Про себя тайный разбойник решил: «Заодно оценю, что можно взять с соседней ярмарки, и придумаю для дона Бернардо повод не начинать официальное ухаживание за его дочкой до следующего сезона».
7. Отставной лейтенант
Ограничившись кратким прощальным визитом к семье коменданта, дон Стефано направился в заинтересовавшее его селение. Дорога была большей частью хорошая и лишь от последней развилки давно не обновлялась. Хетафе он увидел с возвышенности и в первый миг, хотя отродясь не был склонен любоваться пейзажами, поразился красоте цветущих плодовых деревьев. Приблизившись, дон Стефано смог оценить обманчивость первого впечатления.
Многие дома и сады были заброшены, окна заколочены, а жители одеты бедно, хотя по большей части опрятно. На некотором расстоянии от селения виднелся большой дом, как решил дон Стефано — крупного владельца, о котором говорил казначей. Как следовало из полученных в Сегилье объяснений, некий дон Хосе де Вега сдаёт свои земли под пастбища и владеет участком, по которому протекает ручей, но сейчас его дела столь же плачевны, как у крестьян и идальго.

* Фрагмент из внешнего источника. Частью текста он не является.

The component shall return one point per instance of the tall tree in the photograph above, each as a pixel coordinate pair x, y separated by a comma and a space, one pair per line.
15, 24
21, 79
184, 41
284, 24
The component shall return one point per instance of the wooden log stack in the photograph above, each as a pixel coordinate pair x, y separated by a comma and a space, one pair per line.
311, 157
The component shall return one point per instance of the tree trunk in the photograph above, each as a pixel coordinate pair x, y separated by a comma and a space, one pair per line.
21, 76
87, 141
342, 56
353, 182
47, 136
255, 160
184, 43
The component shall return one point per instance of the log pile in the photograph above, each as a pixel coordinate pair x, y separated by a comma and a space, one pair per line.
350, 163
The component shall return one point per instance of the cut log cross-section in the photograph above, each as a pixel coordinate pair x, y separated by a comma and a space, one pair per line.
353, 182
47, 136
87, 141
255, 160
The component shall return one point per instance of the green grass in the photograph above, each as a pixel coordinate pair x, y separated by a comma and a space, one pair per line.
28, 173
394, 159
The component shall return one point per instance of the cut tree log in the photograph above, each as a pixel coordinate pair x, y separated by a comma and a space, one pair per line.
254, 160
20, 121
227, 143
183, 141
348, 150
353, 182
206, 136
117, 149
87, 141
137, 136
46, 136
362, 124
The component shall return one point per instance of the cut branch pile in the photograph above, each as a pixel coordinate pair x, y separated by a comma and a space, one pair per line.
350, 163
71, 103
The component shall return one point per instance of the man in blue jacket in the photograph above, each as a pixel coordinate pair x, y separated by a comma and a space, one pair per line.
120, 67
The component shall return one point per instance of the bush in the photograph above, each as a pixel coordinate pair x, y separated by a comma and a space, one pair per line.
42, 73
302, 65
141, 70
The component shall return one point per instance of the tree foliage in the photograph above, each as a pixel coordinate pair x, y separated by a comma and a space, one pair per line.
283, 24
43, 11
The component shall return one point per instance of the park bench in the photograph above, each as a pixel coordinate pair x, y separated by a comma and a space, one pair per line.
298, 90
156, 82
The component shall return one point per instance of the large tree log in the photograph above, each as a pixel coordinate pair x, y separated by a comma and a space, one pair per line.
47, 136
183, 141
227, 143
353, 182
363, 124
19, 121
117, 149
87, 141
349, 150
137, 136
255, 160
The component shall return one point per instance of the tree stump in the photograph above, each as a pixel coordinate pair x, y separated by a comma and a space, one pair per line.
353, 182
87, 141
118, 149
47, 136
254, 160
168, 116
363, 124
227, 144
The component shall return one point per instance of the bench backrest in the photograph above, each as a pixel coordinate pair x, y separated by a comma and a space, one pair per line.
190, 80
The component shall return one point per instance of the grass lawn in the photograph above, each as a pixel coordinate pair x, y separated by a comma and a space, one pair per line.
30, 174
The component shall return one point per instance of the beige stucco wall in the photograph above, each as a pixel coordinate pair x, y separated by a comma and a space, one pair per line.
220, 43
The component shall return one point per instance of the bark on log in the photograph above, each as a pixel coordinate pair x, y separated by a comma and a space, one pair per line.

Кабальеро спешился у въезда в Хетафе и направился в сторону старинного храма, шпиль которого был виден издалека и должен был означать центральную площадь селения.

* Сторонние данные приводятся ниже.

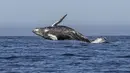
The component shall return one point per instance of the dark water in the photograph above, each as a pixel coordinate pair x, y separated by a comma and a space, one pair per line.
35, 55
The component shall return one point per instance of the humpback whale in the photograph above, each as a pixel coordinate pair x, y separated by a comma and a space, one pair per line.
60, 32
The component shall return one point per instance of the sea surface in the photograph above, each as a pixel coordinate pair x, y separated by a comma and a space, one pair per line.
32, 54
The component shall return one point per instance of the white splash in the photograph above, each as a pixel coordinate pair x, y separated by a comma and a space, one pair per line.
36, 29
46, 30
99, 40
53, 37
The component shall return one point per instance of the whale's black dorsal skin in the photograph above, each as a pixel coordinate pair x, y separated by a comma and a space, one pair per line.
58, 32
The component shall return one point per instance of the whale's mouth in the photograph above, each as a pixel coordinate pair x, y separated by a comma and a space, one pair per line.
99, 40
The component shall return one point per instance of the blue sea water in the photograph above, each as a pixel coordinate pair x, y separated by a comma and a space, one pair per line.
33, 54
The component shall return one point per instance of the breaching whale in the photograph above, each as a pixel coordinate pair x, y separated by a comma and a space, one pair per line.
60, 32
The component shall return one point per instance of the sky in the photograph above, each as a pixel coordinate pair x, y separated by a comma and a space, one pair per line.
90, 17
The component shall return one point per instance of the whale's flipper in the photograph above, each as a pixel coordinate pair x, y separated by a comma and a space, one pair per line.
57, 22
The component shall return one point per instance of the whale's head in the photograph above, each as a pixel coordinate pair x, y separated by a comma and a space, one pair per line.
41, 31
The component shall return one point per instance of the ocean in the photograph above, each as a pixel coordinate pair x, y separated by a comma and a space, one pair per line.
32, 54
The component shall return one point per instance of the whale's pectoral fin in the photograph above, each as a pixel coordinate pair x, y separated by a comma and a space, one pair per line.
57, 22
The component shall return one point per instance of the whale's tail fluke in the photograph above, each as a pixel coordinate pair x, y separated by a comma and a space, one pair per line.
57, 22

Прогулка получилась довольно длинной. Хетафе можно было назвать городком. Сеньор дель Соль более чем достаточно насмотрелся на уставших жителей, ненадолго удивлявшихся гостю и возвращавшихся к своим заботам. Многие лица были изрыты оспинами. Солнце клонилось к закату, когда дон Стефано устроился под навесом таверны напротив храма и рядом с небольшой ратушей, обветшавшей, как всё в Хетафе.

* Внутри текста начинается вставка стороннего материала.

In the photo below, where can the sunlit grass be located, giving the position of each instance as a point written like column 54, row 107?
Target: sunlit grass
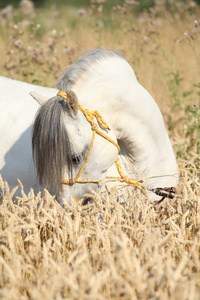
column 107, row 250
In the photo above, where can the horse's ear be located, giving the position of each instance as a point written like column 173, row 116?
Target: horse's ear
column 39, row 98
column 72, row 102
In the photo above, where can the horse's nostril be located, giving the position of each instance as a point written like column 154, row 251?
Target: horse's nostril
column 86, row 200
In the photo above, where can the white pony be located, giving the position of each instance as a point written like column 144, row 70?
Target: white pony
column 103, row 81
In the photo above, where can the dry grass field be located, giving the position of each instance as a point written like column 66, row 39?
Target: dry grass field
column 108, row 250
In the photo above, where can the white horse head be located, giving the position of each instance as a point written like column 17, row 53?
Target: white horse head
column 61, row 141
column 101, row 80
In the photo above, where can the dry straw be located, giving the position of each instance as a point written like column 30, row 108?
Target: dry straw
column 107, row 249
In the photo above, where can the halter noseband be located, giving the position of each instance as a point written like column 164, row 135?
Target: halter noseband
column 90, row 114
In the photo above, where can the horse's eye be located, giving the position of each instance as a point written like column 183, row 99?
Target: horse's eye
column 76, row 159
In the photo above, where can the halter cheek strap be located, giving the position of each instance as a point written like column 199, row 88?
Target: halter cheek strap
column 90, row 115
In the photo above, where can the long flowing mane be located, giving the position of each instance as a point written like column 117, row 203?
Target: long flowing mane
column 51, row 145
column 50, row 140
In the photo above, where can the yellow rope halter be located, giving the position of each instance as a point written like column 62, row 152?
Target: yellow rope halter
column 90, row 114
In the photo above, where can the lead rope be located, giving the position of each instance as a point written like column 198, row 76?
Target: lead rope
column 90, row 114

Хозяин заведения засуетился, предложил вино и жаркое. Сделав заказ, дон Стефано разглядывал дома, площадь и собравшихся у колодца девушек. Обычай вечерних посиделок под предлогом набрать на ночь воды был сеньору отлично знаком. В собственном поместье он приглядывал иногда лакомые кусочки для недолгой забавы, впрочем, нечасто — крестьянки были, на его вкус, простоваты. Так и здесь: сутулые, в пёстрых платьях, с грубыми голосами и крупными чертами лица, некоторые рябые… Едва ли они могли рассчитывать на внимание привыкшего к изысканным удовольствиям горожанина. Хотя… среди стайки девиц дон Стефано заметил создание поинтереснее остальных и захотел присмотреться ближе.